In generale, le donne del partito blu godono forse della vittoria più rappresentativa di quest’ultime elezioni. In Pennsylvania, per esempio, stato che a sorpresa nel 2016 votò rosso, il blu ha rimpiazzato tre seggi tenuti dai repubblicani con tre donne: Mary Gay Scanlon, Chrissy Houlahan, e Susan Wild. L’ascesa di questa pink wave, come la definiscono i media americani, va però oltre le differenze di partito. Anche tra le file Repubblicane, di fatti, giacciono degli sviluppi interessanti. Marsha Blackburn, esponente del partito rosso, ha battuto Phil Bresden per il seggio senatoriale del Tennessee, diventando la prima donna a rappresentare lo stato del profondo Sud nel Senato Americano.
Nonostante a livello legislativo questi sviluppi sul fronte femminile della politico non porteranno forse a ribaltamenti concreti, ciò che rende la pink wave una vera e propria vittoria è proprio il lato simbolico e politico in sé.
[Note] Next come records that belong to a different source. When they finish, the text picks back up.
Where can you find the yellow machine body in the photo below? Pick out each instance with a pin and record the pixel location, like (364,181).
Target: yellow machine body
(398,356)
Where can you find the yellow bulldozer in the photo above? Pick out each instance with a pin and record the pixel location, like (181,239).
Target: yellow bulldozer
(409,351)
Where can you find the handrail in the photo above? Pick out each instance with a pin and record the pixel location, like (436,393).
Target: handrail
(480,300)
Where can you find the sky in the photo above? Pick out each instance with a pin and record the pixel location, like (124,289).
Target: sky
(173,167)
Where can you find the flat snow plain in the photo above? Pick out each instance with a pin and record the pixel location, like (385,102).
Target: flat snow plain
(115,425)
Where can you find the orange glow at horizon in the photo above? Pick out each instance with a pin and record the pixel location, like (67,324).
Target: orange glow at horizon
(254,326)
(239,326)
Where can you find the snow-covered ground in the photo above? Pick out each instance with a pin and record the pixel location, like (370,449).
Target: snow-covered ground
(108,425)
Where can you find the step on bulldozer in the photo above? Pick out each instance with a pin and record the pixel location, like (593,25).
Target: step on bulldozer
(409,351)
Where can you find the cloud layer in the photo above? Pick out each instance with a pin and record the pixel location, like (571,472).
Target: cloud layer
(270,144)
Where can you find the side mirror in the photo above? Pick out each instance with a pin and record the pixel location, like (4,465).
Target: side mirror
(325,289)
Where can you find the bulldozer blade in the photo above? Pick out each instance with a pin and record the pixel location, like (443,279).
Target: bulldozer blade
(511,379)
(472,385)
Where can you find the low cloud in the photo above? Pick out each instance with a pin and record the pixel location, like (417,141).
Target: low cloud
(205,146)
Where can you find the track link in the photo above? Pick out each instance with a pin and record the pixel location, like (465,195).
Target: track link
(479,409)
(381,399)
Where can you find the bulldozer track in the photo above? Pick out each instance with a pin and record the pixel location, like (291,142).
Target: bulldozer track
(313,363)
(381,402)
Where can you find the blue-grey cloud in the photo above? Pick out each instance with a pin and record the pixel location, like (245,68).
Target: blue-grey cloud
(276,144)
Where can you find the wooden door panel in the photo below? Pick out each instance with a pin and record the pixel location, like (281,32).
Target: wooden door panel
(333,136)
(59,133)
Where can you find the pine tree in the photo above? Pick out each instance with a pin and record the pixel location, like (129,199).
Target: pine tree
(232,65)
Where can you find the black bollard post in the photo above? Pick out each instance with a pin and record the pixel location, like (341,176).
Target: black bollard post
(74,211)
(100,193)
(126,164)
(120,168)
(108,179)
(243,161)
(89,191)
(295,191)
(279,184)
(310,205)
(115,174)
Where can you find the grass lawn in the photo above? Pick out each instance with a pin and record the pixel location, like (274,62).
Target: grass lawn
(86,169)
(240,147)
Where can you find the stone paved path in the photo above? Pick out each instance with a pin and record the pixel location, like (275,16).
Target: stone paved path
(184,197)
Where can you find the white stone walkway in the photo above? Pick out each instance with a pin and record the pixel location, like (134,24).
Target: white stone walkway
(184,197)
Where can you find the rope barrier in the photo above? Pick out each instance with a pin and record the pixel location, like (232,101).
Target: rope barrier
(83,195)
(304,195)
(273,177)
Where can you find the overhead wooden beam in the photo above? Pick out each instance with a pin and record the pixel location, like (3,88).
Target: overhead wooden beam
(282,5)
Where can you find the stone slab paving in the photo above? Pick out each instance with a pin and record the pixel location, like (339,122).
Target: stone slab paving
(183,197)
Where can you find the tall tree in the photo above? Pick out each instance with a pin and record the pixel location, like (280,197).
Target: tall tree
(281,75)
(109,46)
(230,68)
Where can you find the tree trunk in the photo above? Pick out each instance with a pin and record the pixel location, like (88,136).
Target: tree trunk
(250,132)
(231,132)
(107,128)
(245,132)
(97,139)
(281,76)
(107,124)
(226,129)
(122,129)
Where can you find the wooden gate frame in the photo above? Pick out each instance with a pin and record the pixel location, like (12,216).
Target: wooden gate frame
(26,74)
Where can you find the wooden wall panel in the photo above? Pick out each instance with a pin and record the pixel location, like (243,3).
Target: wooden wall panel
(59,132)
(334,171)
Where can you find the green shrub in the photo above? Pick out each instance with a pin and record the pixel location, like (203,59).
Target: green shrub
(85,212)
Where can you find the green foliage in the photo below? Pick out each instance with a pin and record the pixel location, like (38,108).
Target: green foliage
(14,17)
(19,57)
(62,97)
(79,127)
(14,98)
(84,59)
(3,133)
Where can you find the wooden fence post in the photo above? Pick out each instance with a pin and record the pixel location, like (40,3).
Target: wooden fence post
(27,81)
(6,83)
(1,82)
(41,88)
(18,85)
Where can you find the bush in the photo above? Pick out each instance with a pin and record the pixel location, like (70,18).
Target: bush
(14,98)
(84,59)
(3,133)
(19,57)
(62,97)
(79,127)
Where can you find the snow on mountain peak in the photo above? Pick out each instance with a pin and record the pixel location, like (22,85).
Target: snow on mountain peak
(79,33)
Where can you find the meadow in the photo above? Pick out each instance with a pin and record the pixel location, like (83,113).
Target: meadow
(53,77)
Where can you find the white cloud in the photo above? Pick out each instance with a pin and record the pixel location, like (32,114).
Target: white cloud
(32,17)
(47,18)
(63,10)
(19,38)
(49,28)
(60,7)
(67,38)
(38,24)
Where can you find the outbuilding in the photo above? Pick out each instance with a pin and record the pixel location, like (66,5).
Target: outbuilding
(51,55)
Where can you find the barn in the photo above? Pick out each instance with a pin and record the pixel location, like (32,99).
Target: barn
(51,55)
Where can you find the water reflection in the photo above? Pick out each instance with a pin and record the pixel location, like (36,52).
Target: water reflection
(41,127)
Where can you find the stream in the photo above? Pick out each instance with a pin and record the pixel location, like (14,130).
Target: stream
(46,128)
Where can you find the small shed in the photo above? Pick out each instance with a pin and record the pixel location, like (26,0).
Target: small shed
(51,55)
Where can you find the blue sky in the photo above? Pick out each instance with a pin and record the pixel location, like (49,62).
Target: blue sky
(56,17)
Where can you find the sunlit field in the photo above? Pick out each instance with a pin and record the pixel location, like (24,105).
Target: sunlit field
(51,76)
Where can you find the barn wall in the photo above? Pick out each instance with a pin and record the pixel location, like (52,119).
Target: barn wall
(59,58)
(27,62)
Oltre ad assicurare voci più concrete e rappresentative degli interessi femminili in ogni dibattito che si terrà all’interno della House of Representatives, quest’ascesa al potere rappresenta la volontà e la forza di espressione di milioni di donne, nonostante la terribile batosta subita dalla Clinton nel 2016. È una vittoria della tenacia. Una vittoria che torna, con rinnovata forza, a simboleggiare la necessità di una comprensiva rappresentazione femminile all’interno del decision-making politico ai livelli più alti del sistema politico americano.